Making dormitories "more than just places to crash"

June • 1985
Article
Making dormitories "more than just places to crash"
June • 1985

Talking of teenage troubles and the Third World; sitting in on dorm council meetings; lounging in student rooms; laying out wine and cheese on a Friday afternoon: Those tasks are part of maintaining "a familiar, friendly faculty face" for seven professors on campus. The seven are the first participants in the faculty masters program, an effort to bridge the gap between the classroom and the dorm room.

According to Assistant Dean of Residential Life John Jennings, the masters - some live-in, others part-time - are there to open up intellectual and social options, break down the barrier of "professor," build idea networks of students and staff, and forge a needed link between course learning and students' lives. Jennings and his colleagues hope the masters will help make the dorms vibrant enough to support the intense academic program. As English professor Donald Pease, master of the Fayerweather cluster, put it, "We'd like to show students how the dorms can be much more than just places to crash."
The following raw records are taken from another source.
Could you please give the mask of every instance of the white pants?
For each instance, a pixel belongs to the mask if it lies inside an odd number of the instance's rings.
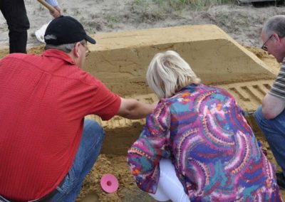
[[[176,176],[174,165],[169,159],[160,161],[160,176],[155,194],[149,193],[158,201],[171,200],[173,202],[189,202],[189,196]]]

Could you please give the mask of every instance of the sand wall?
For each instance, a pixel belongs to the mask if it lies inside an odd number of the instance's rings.
[[[216,26],[191,26],[110,33],[94,36],[85,70],[124,97],[151,103],[157,100],[145,83],[147,65],[157,53],[178,52],[205,84],[227,89],[247,112],[254,111],[275,78],[254,53]],[[138,138],[144,119],[115,117],[102,122],[106,132],[102,152],[125,154]]]
[[[145,73],[154,55],[178,52],[205,84],[219,85],[274,75],[252,52],[214,25],[109,33],[94,36],[85,70],[121,95],[150,93]]]

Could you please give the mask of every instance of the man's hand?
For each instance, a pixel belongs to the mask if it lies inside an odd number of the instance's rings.
[[[53,16],[53,18],[56,18],[61,16],[61,9],[58,6],[54,6],[56,11],[52,12],[50,11],[51,15]]]

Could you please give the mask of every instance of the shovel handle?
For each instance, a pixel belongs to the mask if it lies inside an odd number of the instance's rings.
[[[48,4],[48,3],[46,2],[44,0],[38,0],[38,2],[40,2],[43,6],[45,6],[46,9],[48,9],[51,14],[53,14],[54,12],[56,11],[56,9],[53,8],[52,6]]]

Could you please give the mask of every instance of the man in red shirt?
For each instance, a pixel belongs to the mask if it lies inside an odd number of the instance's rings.
[[[84,117],[140,119],[154,109],[81,69],[87,41],[95,41],[76,19],[53,20],[45,41],[42,55],[0,61],[0,201],[74,201],[104,137]]]

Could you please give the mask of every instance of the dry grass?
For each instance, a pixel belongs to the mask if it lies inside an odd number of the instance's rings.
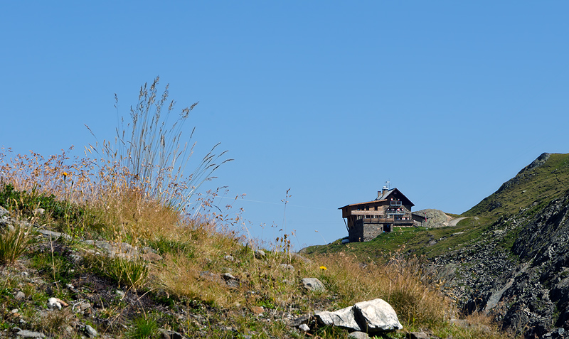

Spurred on by their newfound faculty friends, students are adding variety to a social menu that once centered around keg parties. Campus and international issues debates, film series, and wine and cheese get-togethers are just some of the new offerings. With bigger, plusher lounges on the way, cluster councils are laying plans for fall theme parties, public panels, and string quartet concerts.

Some students have been hesitant about the program, slow to warm up to the adult presence in the dorms. But though at first the objects of suspicious glances, the masters are finding ways to fit in. Ted Mitchell, an education professor and ButterfieldRussell Sage master, regularly leaves his office in Butterfield and wanders into open student rooms for a chance to chat and show students he's "comfortable on their turf, not put off by things like dirty laundry." Religion professor Robert Henricks recently stirred up Gold Coast cluster interest with a Chinese cooking lesson. And English professor and New Hamp-Topliff master Peter Travis said, "I'm not a policeman of any sort. I'm just an enabler, a liaison, a counselor."

Jennings agrees. "Students have seen that masters haven't been disciplinarians," he said. "Many times they've been advocates of student concerns." Mass Row and independent-dorm students who rejected the idea before, he said, "are now asking us, 'When does our dorm get one?' " By next fall, Jennings's office plans to have a friendly faculty face in every dorm group.